No es fácil plasmar, en apenas veinte minutos, el vacío vital, la alienación y la desesperanza de esas mujeres (muchas) obligadas a soportar sobre sus espaldas, al mismo tiempo, tanto una carga profesional inevitable en tiempos de precariedad laboral y crisis económica, como una carga familiar fruto de un sistema patriarcal que priva al hombre de las responsabilidades del hogar y del cuidado de los hijos/nietos, que no son pocas. Álvara Gago Día lo consigue con especial habilidad y contundencia, plegándose a una estética deudora del cine de los Dardenne (una cámara pegada al rostro y el cogote de su protagonista, implacable en su naturalismo observacional) y obviando cualquier amago de tendencia discursiva.

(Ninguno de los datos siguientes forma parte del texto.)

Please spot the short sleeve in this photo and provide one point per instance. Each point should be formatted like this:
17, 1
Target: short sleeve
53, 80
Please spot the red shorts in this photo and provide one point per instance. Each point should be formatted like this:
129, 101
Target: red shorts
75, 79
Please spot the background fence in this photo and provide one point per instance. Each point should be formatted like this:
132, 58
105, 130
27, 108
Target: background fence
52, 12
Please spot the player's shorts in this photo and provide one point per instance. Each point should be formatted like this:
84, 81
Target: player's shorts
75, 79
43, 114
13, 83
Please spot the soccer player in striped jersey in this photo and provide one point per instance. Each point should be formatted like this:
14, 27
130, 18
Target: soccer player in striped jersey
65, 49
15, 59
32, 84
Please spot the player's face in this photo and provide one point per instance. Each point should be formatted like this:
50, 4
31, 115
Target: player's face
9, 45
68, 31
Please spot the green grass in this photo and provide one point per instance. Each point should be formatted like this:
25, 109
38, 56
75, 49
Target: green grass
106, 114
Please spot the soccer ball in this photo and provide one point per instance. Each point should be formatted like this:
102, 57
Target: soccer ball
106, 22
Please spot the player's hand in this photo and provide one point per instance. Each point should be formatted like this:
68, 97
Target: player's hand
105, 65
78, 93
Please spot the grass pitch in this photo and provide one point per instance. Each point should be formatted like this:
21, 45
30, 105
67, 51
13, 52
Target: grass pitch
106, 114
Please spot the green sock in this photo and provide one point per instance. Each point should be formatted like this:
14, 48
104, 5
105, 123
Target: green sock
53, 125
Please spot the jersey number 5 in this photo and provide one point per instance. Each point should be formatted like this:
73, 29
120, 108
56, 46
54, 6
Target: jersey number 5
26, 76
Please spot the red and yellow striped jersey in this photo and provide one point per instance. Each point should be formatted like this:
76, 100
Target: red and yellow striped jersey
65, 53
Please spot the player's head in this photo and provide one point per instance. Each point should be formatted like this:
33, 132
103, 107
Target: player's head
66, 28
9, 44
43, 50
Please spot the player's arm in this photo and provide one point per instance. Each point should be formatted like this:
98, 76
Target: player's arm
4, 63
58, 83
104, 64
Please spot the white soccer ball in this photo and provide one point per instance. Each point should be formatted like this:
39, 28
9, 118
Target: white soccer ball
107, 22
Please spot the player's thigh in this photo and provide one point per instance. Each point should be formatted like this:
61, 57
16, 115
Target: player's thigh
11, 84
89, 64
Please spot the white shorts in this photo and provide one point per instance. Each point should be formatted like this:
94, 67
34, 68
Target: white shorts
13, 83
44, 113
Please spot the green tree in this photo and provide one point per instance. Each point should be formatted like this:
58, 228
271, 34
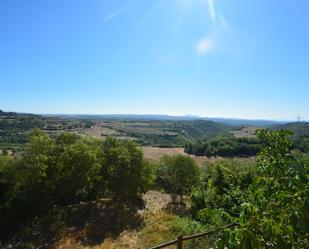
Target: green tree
177, 174
127, 173
276, 215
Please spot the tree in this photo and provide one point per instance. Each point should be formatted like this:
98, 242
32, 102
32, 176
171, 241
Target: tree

Sin música extradiégetica, sin demasiado diálogo, con un realismo ambiental apabullante, Matria retrata un día cualquiera en la vida de Ramona, operaria en una fábrica de conservas, transmitiendo de modo ejemplar el estrés y el vértigo (la película tiene un ritmo jadeante) de una vida dedicada enteramente al trabajo y la familia, hasta el punto de que cualquier necesidad propia se ve anulada o asfixiada.
Gago funde, porque no puede ser de otra manera, la crítica a una determinada situación social y profesional que sufren muchas personas y familias en nuestro país, con un retrato seco y sin adornos de la mujer esclava de “sus” labores. Este machismo tan arraigado culturalmente en nuestro país, especialmente en mujeres de cierta edad que no han podido aprehender las nociones de independencia y libertad que les son ya familiares a las de las generaciones más jóvenes, se muestra en el filme de un modo enormemente deprimente, por realista. Ahí está la incomunicación con el marido, en la única escena que comparten ambos personajes. De igual modo, la descripción del entorno laboral no puede ser más hostil, casi retrotrayendo a los tiempos de Dickens en cuanto al trato abusivo del obrero y la desaparición de la voluntad en un miasma de insultos, órdenes y obediencia ciega.

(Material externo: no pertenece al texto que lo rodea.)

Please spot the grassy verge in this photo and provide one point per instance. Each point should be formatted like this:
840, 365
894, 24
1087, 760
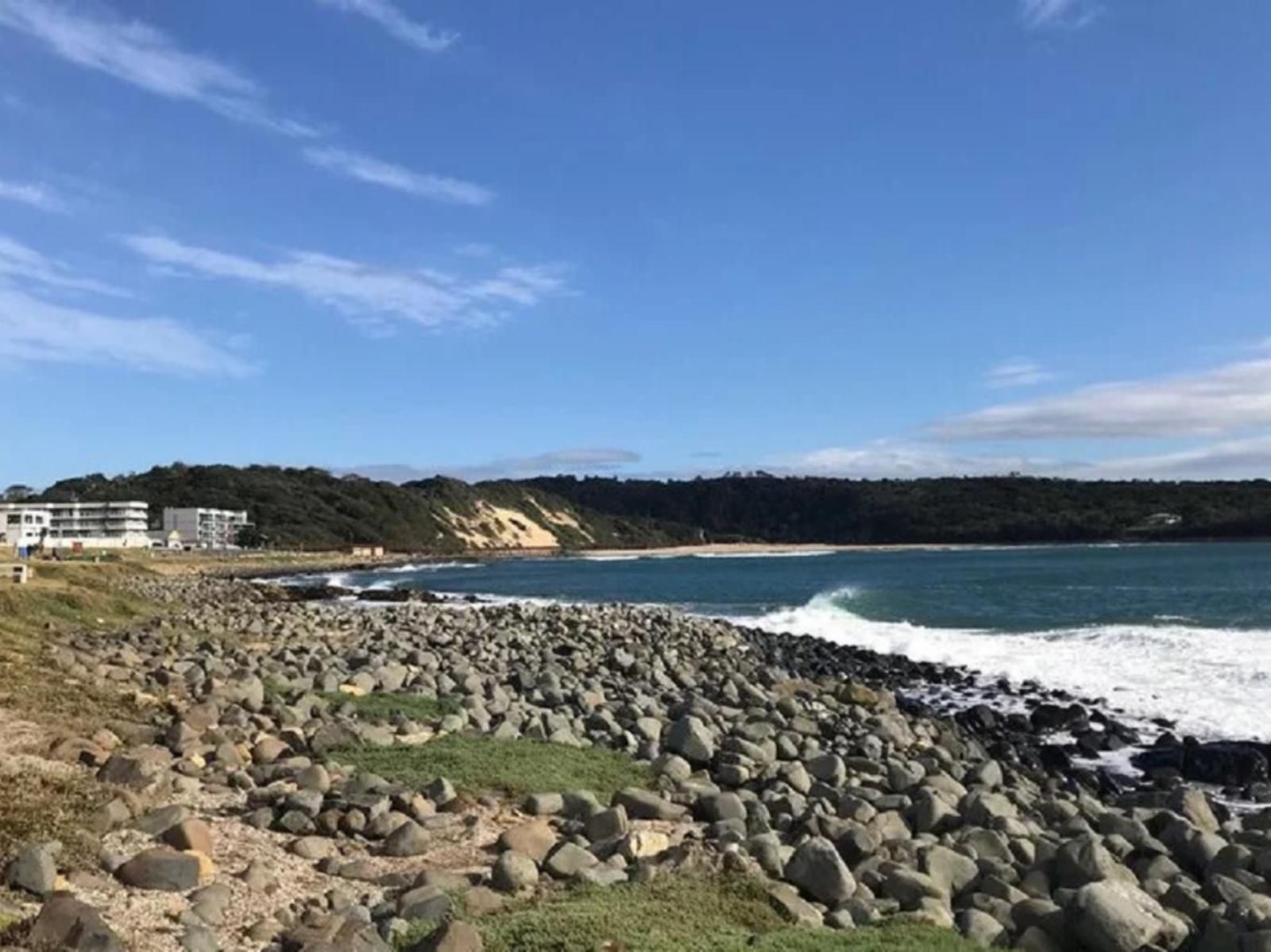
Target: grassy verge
65, 598
389, 706
50, 807
37, 805
516, 768
686, 914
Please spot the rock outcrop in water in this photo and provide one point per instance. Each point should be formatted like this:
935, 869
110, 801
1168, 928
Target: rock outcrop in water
860, 787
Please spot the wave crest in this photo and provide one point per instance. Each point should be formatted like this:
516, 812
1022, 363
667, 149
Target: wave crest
1214, 681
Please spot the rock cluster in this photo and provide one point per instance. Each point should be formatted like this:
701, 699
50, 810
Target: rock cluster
783, 757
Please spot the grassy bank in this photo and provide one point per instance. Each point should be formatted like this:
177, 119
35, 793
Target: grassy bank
515, 768
61, 598
684, 913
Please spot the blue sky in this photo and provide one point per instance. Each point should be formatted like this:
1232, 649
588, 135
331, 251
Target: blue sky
642, 238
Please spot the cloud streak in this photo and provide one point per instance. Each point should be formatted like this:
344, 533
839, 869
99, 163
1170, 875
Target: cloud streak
22, 264
1058, 14
143, 56
36, 195
369, 294
35, 330
1230, 397
1017, 372
890, 459
421, 36
375, 172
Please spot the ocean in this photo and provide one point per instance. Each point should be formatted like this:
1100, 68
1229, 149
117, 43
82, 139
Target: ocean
1158, 630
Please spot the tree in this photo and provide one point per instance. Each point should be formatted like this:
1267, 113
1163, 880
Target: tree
249, 538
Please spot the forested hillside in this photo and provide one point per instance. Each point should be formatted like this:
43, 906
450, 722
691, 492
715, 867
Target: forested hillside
313, 509
952, 510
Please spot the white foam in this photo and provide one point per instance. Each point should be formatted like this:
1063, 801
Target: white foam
429, 567
792, 554
1214, 681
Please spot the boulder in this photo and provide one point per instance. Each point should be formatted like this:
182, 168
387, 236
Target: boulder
35, 869
1115, 916
514, 872
692, 740
67, 923
533, 839
190, 834
163, 869
569, 859
408, 839
451, 937
819, 871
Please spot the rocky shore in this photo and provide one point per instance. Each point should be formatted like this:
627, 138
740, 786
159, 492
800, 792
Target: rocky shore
855, 788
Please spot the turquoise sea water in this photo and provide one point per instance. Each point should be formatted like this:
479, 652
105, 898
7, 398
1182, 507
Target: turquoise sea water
1179, 630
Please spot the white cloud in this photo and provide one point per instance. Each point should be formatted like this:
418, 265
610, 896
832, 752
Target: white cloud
887, 459
402, 179
397, 23
1230, 397
22, 264
145, 57
36, 331
1017, 372
1058, 14
368, 292
576, 461
1230, 459
33, 194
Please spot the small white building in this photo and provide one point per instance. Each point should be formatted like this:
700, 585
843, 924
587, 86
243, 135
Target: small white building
25, 525
205, 528
92, 525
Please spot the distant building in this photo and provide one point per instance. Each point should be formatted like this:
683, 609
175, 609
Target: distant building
25, 526
203, 528
92, 525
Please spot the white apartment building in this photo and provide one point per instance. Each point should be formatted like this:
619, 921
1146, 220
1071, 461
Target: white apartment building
93, 525
25, 525
205, 528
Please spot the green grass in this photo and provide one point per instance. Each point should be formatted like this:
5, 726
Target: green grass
50, 807
686, 914
516, 768
381, 706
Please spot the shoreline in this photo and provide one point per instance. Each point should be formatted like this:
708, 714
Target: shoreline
512, 751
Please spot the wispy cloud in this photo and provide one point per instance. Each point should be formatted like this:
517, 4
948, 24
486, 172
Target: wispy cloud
1017, 372
1058, 14
22, 264
1222, 399
145, 57
36, 331
891, 459
421, 36
370, 294
576, 461
33, 194
1230, 459
366, 168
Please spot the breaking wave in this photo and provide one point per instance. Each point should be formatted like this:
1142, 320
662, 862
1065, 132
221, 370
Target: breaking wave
1214, 681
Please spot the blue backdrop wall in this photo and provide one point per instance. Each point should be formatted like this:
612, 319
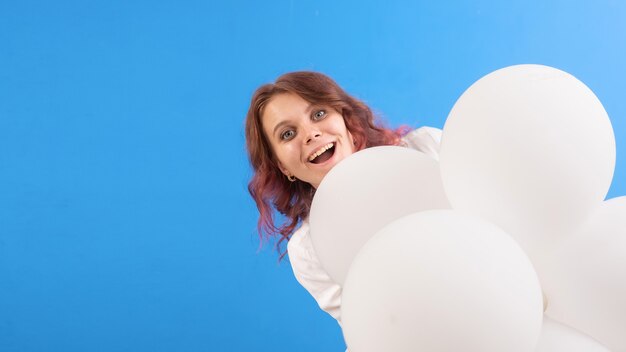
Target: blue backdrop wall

No es, como se habrá intuido por lo expuesto anteriormente, una película agradable de ver. Es dura porque dura es la situación que refleja. Y, si bien lo que muestra no resulta nuevo (ni siquiera el modo semidocumental elegido para mostrarlo), su impacto no puede ser más contundente. Y ahí está ese primer plano sostenido del rostro de Ramona (sensacional Francisca Iglesias Bouzón) con que se cierra el cortometraje: una sonrisa fugaz que rápidamente se abisma en una mirada perdida, vacía, fija en un punto incierto en el que no se adivina ni el más mínimo asomo de luz o esperanza. Un cierre que, por otra parte, revela el talento y la altura creativa de su autor, reconocida en la última edición del festival de Sundance nada menos que con el Gran Premio del Jurado.